"If I went to stay anywhere," said Jenny emphatically, "I should go and stay with Uncle James at Galton. But I'm not, so please don't keep on, because I don't want to talk to anybody."
Mrs. Purkiss sighed compassionately and vowed she would forgive her nieces under the circumstances, would even spend the evening in an attempt to console the sad household of Hagworth Street.
"But I want to be alone, and so does May."
"Well, I always used to say you was funny girls, and this proves my words true. Anyone would think you'd be glad to talk about your poor mother to her only sister. But, no, girls nowadays seem to have no civilized feelings. Slap-dashing around. In and out. Nothing but amuse themselves, the uncultivated things, all the time. No wonder the papers carry on about it. But I'm not going to stay where I'm not wanted and don't need any innuendives to go."

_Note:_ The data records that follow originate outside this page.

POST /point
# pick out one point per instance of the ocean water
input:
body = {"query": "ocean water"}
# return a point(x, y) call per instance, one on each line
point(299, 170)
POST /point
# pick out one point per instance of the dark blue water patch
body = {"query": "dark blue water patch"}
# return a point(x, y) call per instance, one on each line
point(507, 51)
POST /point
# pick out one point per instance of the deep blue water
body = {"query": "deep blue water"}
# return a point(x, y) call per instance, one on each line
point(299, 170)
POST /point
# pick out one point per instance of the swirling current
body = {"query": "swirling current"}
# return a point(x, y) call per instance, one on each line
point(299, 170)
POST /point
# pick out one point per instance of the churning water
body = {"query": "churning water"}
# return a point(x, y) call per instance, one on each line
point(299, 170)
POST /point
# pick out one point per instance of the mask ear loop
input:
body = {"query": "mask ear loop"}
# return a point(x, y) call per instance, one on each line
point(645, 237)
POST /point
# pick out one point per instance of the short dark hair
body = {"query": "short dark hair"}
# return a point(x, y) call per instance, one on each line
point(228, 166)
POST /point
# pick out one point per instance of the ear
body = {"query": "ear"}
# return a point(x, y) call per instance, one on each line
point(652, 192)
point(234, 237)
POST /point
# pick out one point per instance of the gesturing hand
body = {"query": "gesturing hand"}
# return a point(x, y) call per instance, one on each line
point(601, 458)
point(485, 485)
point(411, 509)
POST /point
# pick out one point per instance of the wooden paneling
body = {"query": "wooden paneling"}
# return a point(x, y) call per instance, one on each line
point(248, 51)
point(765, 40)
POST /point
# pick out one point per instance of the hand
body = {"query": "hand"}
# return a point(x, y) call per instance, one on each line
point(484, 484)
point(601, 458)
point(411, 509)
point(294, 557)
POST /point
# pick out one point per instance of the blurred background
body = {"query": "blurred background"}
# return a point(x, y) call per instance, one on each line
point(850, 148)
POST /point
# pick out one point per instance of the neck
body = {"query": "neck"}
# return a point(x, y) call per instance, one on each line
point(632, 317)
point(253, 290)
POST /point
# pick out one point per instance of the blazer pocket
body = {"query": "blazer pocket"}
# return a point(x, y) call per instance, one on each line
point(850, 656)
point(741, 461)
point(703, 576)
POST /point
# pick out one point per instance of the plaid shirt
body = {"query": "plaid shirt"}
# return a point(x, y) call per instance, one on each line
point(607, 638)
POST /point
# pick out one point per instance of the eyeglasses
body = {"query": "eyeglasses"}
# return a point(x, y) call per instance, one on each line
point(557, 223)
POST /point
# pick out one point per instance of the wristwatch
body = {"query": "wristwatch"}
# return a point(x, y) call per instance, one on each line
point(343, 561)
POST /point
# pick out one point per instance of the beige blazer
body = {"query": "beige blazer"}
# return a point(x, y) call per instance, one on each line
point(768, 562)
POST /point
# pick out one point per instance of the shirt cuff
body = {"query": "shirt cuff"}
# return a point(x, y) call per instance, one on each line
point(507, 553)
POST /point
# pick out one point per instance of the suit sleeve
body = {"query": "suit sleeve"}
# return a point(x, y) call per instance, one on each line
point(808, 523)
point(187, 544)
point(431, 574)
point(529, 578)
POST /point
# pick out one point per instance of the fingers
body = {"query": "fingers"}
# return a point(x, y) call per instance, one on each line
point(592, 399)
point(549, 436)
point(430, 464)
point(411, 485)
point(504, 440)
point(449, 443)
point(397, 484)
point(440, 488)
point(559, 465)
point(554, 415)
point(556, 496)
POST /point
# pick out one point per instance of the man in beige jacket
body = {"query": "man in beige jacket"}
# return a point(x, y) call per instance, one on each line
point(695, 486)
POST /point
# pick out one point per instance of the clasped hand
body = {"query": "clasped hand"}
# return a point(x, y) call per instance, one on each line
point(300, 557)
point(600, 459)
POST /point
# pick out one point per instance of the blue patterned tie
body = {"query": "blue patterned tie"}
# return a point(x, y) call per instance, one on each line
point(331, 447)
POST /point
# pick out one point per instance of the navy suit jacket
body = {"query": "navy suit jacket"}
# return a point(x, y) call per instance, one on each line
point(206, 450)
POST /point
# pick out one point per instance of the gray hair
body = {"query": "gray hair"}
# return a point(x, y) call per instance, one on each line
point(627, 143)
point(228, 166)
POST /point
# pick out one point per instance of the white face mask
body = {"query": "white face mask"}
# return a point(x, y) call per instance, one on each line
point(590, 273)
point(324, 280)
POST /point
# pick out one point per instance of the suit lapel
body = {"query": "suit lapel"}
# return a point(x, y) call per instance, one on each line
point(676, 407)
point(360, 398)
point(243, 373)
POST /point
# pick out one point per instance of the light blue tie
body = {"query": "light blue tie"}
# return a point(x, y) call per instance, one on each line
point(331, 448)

Here Mrs. Purkiss rose from the chair and, having in a majestic sweep of watered silk attained the door, paused to deliver one severe speculation.
"If you treated your poor mother as you behave to your aunt, I'm not surprised she got ill. If my Percy or my Claude behaved like you—well, there, but they don't, thank goodness."
Jenny listened quite unmoved to the swishing descent of her aunt. She was merely glad to think her rudeness had been effectual in driving her away, and followed her downstairs very soon in order to guarantee her departure.
One by one the funereal visitors went their ways. One by one they faded into the sapphire dusk of April. Some went in sable parties like dilatory homing cattle, browsing as they went on anecdotes of the dead. On the tail of the last exit, their father, somewhat anxiously, as if afraid of filial criticism, went also. He sat for a long time, as he told them afterwards, without drinking anything, the while he stared at his silk hat enmeshed in crape, and when he did drink he called for stout.
The two girls stayed alone in the parlor with little heart to light the gas, with little desire to talk over the mournful buzz which had filled the house all day. The lodgers being gone, no responsibility of general illumination rested with Jenny or May. Soon, however, they moved in accord to the kitchen, where on each side of the glowing fire they listened to the singing of a kettle and the tick of the American clock. An insistent loneliness penetrated their souls. In that hour of sorrow and twilight, they drew nearer to one another than ever before. Outside a cat was wailing, and far down the road a dog, true to superstition, howled at intervals. The kitchen was intolerably changed by Mrs. Raeburn's absence. Jenny suddenly realized how lonely May must have been during those weeks of illness and suspense. She herself had had the distractions of the theater, but May must have moped away each heavy moment.